次の瞬間、白羽は足を取られたせいで寝台の上に仰向けに転がり、一方の脚はレイゾンに掴まれたまま彼の膝の上に、そしてもう一方はだらりと寝台の端から下りたままという、あられもない格好になってしまった。
「レ、レ、レ、レイゾンさま……っ!」
白羽は慌てて起き上がると、乱れた衣を掻き合わせる。
が、片足を取られたままでは当然脚は閉じられない。内股がすうすうする。真っ赤になったまま狼狽えたが、
「うるさい。暴れるな」
レイゾンにピシャリと言われた。
「騏驥が俺のやることに文句をつけるな。じっとしていろ。さっさと終わらせるぞ。それともなんだ、俺には『触るな』とでも言う気か」
「…………」
意識しているのかしていないのか。白羽の気持ちを乱すような言い回しをすると、彼は「もう言い合う気はない」と言うように、取り出していた容器を開けて中の軟膏のようなものを掬う。
そして、白羽の脚——膝上から脛へと塗っていく。
サンファが施してくれた湿布と少し似た感じの香りだが、こちらの方が甘い。花か果物の香りのようだ。そしてなんだか不思議な感触だ。ひんやり気持ちいいような……けれど温かいような。

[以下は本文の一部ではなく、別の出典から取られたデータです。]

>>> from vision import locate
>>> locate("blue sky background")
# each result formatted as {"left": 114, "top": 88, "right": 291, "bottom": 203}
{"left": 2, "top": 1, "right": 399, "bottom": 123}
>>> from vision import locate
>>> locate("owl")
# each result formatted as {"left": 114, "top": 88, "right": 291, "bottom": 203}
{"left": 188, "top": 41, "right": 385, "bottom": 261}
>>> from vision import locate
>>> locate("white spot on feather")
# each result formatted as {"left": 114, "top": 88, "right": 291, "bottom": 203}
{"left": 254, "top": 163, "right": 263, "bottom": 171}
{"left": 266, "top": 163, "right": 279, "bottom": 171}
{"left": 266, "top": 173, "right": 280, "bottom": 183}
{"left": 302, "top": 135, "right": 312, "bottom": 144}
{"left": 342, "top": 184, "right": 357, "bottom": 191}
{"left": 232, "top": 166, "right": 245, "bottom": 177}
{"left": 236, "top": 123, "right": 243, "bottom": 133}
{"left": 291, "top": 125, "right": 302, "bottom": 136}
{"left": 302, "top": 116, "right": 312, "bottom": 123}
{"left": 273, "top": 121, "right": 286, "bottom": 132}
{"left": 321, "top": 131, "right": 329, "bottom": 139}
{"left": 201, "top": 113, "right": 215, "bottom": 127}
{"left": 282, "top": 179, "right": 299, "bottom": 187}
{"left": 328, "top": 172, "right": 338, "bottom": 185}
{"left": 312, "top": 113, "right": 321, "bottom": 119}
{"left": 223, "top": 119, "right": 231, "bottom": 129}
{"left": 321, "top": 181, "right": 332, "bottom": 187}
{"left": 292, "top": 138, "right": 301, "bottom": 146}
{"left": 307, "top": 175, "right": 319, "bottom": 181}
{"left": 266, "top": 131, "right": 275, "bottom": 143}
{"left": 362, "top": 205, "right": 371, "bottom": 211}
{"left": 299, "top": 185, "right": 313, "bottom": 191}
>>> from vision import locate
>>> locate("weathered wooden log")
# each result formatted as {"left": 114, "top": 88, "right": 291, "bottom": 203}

白羽はまだ逃げたくて堪らないものの、これ以上抵抗すればなにをされるかわからない。やむを得ずされるままになっていると、レイゾンは適宜軟膏を足しながら、白羽の脚の足首まで、さらにはつま先にまで丁寧にそれを塗っていく。思っていたよりもずっと柔らかな触れ方だ。太く、節くれ立った無骨で大きな手なのに、指先は優しい。
彼の騎乗の時の、手綱を持つ繊細さと同じだ。
そう思うと、恥ずかしさはともかく、怖さは薄らいでいく。
「ぁ、の……レイゾンさまは、こうしたことをどこで……」
白羽は沈黙を避けるように、控えめにおずおずと尋ねる。
わざわざ騏驥の脚を揉む騎士など稀だ。おそらく。できるとしても、わざわざしてやったりはしない。なのにそれをするということは、そんなつもりはなかったにせよ、レイゾンが「他の騎士」たちとは違うと言っているようなものだ。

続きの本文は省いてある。